Faced by an acute labour shortage, the Czech government is looking to attract more foreign workers and streamline the processing of issuing work permits. In recent years, the country has in particular turned to Ukraine to help fill the gap. The government wants to do the same for workers from EU hopefuls such as Montenegro, Moldova and Serbia, as well as India and other Asian countries.
The government is expected on Monday to rubber stamp a proposal to increase the maximum “number of visa applications for business stays, applications for long-term residence permits for investments, and Employee Card applications that can be filed at embassies”.
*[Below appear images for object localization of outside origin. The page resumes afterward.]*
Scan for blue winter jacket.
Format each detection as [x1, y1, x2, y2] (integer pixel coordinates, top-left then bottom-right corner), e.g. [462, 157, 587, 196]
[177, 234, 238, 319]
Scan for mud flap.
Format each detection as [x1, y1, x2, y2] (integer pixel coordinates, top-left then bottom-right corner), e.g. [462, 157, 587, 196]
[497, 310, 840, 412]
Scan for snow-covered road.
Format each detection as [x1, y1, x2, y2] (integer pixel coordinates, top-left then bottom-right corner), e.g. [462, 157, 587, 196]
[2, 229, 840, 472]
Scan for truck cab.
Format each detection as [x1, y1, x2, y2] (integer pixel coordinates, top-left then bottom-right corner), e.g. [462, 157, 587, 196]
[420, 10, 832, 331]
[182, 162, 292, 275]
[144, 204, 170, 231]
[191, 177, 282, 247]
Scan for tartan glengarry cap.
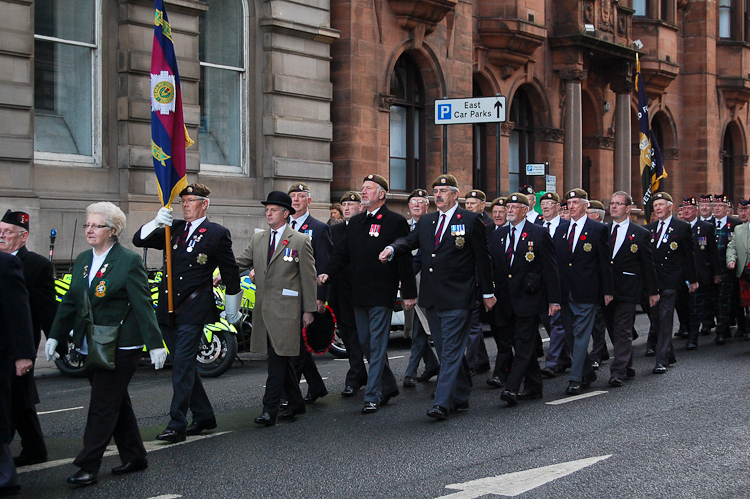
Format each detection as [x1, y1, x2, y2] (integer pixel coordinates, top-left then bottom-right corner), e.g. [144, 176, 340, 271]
[179, 183, 211, 198]
[714, 194, 729, 204]
[432, 174, 458, 188]
[588, 200, 605, 210]
[287, 183, 311, 194]
[340, 191, 362, 203]
[539, 192, 560, 203]
[699, 194, 713, 202]
[566, 188, 589, 201]
[740, 199, 750, 207]
[490, 197, 507, 208]
[519, 184, 535, 196]
[407, 189, 429, 202]
[652, 192, 673, 203]
[466, 190, 486, 201]
[682, 196, 697, 206]
[364, 174, 389, 192]
[1, 210, 29, 231]
[560, 203, 569, 211]
[507, 193, 530, 206]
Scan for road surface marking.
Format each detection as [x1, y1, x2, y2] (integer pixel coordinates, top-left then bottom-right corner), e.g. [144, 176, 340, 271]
[146, 495, 182, 499]
[300, 377, 328, 384]
[38, 406, 84, 415]
[18, 432, 230, 474]
[388, 355, 405, 360]
[438, 454, 612, 498]
[546, 391, 608, 405]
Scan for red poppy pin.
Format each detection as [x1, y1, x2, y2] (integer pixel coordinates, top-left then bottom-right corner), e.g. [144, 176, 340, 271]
[457, 214, 462, 219]
[282, 239, 289, 246]
[628, 234, 634, 240]
[521, 232, 528, 239]
[199, 228, 206, 233]
[376, 214, 383, 220]
[580, 235, 587, 241]
[95, 271, 103, 278]
[301, 225, 308, 231]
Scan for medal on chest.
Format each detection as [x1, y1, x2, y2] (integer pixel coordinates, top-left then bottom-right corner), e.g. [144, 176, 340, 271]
[698, 237, 707, 250]
[283, 248, 299, 262]
[450, 224, 466, 237]
[369, 224, 381, 237]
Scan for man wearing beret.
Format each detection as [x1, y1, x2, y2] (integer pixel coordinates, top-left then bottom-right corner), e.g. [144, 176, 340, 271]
[584, 200, 611, 369]
[381, 175, 495, 420]
[537, 193, 572, 379]
[646, 192, 698, 373]
[520, 185, 544, 226]
[486, 197, 513, 388]
[490, 193, 560, 406]
[463, 190, 494, 376]
[490, 198, 509, 229]
[134, 183, 242, 442]
[696, 194, 717, 333]
[710, 194, 742, 344]
[320, 175, 417, 414]
[0, 211, 56, 466]
[285, 182, 333, 403]
[554, 189, 613, 395]
[235, 192, 317, 425]
[402, 189, 440, 388]
[677, 197, 721, 349]
[327, 191, 369, 396]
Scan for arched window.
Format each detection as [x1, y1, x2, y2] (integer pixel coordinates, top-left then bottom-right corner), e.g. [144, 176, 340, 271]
[34, 0, 99, 163]
[509, 88, 534, 194]
[199, 0, 245, 173]
[389, 55, 425, 192]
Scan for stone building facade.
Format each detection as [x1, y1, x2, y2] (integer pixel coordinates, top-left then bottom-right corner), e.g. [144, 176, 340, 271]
[0, 0, 748, 264]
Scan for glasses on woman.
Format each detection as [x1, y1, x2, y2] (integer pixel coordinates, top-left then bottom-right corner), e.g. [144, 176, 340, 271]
[82, 224, 109, 230]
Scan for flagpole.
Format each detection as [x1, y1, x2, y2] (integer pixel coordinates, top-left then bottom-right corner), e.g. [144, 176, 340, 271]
[165, 225, 175, 327]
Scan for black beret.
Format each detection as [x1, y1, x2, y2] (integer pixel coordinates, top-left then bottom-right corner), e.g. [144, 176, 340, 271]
[1, 210, 29, 231]
[714, 194, 729, 204]
[699, 194, 713, 202]
[519, 184, 535, 196]
[682, 196, 697, 206]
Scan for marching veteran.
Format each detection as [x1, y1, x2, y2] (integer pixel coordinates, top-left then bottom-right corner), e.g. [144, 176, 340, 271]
[236, 192, 317, 426]
[46, 202, 167, 486]
[133, 183, 242, 443]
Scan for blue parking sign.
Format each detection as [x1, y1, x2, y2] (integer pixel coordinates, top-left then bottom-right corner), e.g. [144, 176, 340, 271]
[437, 104, 451, 121]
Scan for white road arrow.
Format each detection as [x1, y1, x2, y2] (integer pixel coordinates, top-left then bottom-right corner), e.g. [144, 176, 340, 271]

The aim is to allow Czech embassies and consulates greater flexibility to respond to labour market developments while increasing transparency in issuing visas and unifying the regime.
The Chamber of Commerce, which represents 15,000 companies, estimates Czech employers are at present seeking up to half a million workers. Quotas have already been set under economic migration projects or special regimes for Ukraine, Serbia, Mongolia, the Philippines, and India.
“The government is looking at halving the current number of programmes and schemes to just three, as of September.
“The first concerns highly qualified foreign workers, which will be defined solely by the Ministry of Industry and Trade.
“The second concerns standard qualified workers, which of course is also under the ministry’s supervision but with input from the Chamber of Commerce and various employers’ organisations.
“And the third – which is quite unique – concerns people in scientific and key research sectors, on which the ministry is working with the state agency CzechInvest.
In the new Qualified Employee programme, the Chamber of Commerce itself will be accepting applications from companies looking to hire workers from eight countries: Ukraine, Montenegro, Serbia, the Philippines, India, Kazakhstan, Moldova and Mongolia.
The government by decree will set the annual quotas. In most cases, these correspond to the genuine interest of the countries’ respective citizens to come work in the Czech Republic. For scientific and key research sectors, quotas are deliberately higher than actual anticipated interest.
The annual quota for Ukrainian workers, now at 19,600, is by far the highest. That should gradually rise to 40,000. For Montenegro and Serbia, it will be 2,000; for the Philippines, Moldova and Mongolia, 1,000 each; for India, 600; and for Kazakhstan 300.
Employers can submit applications for workers from countries outside the Qualified Employee programme that are not deemed by the Interior Ministry to represent an increased security risk. That excludes countries such as Iraq, Syria, Afghanistan, Pakistan and Vietnam, the latter due to concerns about organised criminals.
Foreigners now account for nearly 11 percent of the Czech workforce, despite making up just 5 percent of the population. According to the Labour Office, in June the unemployment rate fell to 2.6 percent, the lowest level in 22 years. That month there were over 342,000 vacancies and only some 196,000 registered jobseekers.